Aujourd’hui, cela dépend de la commune. Dans les villes qui ont mis en place la procédure (Paris, Lyon, Nice, etc.), oui. Dans les autres, la déclaration n’est pas exigée. À partir du 20 mai 2026, le numéro d’enregistrement deviendra obligatoire partout en France via le téléservice national, y compris pour une résidence principale louée quelques nuits dans l’année.
Quelle est la durée maximum pour louer sa résidence principale en saisonnier ?
La règle nationale fixe le plafond à 120 jours par an. Les communes peuvent le ramener à 90 jours, ce qu’ont déjà fait Paris et Marseille. Au-delà, on bascule dans le régime des résidences secondaires, avec déclaration obligatoire et, selon la commune, autorisation de changement d’usage.
Puis-je louer mon Airbnb toute l’année ?
Oui, si le bien est une résidence secondaire et que la commune n’impose pas de quotas ou d’interdiction. Dans les zones tendues ou les communes ayant voté des restrictions, ça devient compliqué, avec autorisation de changement d’usage et parfois compensation.
Combien rapporte la location saisonnière après impôts ?
Ça dépend du régime fiscal. Au micro-BIC avec un meublé non classé, l’abattement n’est plus que de 30% : sur 10 000 euros de recettes, 7 000 euros sont imposés selon votre tranche marginale, plus 17,2% de prélèvements sociaux. Au régime réel, l’amortissement et les charges peuvent ramener le revenu imposable à zéro ou presque, sous réserve d’une vraie comptabilité.
Qui paie la taxe de séjour en location saisonnière ?
Le voyageur la paie, mais c’est le loueur qui la collecte et la reverse à la commune. Sur Airbnb et Booking, la plateforme s’en charge automatiquement pour la plupart des communes. En location directe, vous devez faire la déclaration trimestrielle ou annuelle selon votre commune.
Mon règlement de copropriété peut-il interdire la location saisonnière ?
Oui, s’il contient une clause interdisant « toute activité commerciale » ou mentionnant explicitement l’interdiction de la location meublée de courte durée. Même sans clause explicite, l’assemblée générale peut voter l’interdiction : à l’unanimité dans le cas général, aux deux tiers des voix si le règlement interdit déjà l’activité commerciale hors lots spécifiques.

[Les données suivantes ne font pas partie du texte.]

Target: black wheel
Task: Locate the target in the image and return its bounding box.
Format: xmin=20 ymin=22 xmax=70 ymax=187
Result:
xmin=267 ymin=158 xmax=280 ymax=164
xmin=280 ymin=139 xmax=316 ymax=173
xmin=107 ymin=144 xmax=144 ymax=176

Que risque un propriétaire qui ne déclare pas son meublé de tourisme ?
Entre 5 000 et 20 000 euros d’amende selon l’infraction. Non-déclaration : 5 000 euros. Non-enregistrement ou dépassement des 120 nuits : 10 000 euros. Dépassement des 90 nuits dans les communes concernées : 15 000 euros. Faux numéro ou fausse déclaration de résidence principale : 20 000 euros. Les contrôles se sont intensifiés depuis 2025, avec transmission automatique des données par les plateformes.
Le DPE est-il obligatoire pour une location saisonnière en 2026 ?
Pour les nouvelles demandes d’autorisation de changement d’usage, oui, avec une note minimale E. Pour les biens déjà loués, l’obligation de note D minimum s’applique au 1er janvier 2034. En attendant, un DPE reste utile : il sert d’argument commercial et rassure les locataires sur les charges d’énergie.
Après ce tour d’horizon, un constat : la marge de manœuvre s’est vraiment resserrée en deux ans. Entre le numéro d’enregistrement qui se généralise, les plafonds fiscaux divisés par cinq et les communes qui verrouillent leurs centres-villes, mettre un bien en location saisonnière demande désormais une vraie préparation. Le bon réflexe, avant même d’acheter un bien destiné à ce mode d’exploitation : appeler le service urbanisme de la commune, consulter le PLU et lire le règlement de copropriété. Ça prend une demi-journée, ça évite des années de contentieux. Le micro-BIC classé reste un régime correct à condition de faire classer son meublé, ce qui coûte 200 euros et change complètement la donne fiscale. Pour les investisseurs qui visent un rendement durable, le régime réel avec amortissement tient souvent le choc mieux que les anciennes recettes… à condition de s’entourer d’un comptable spécialisé LMNP.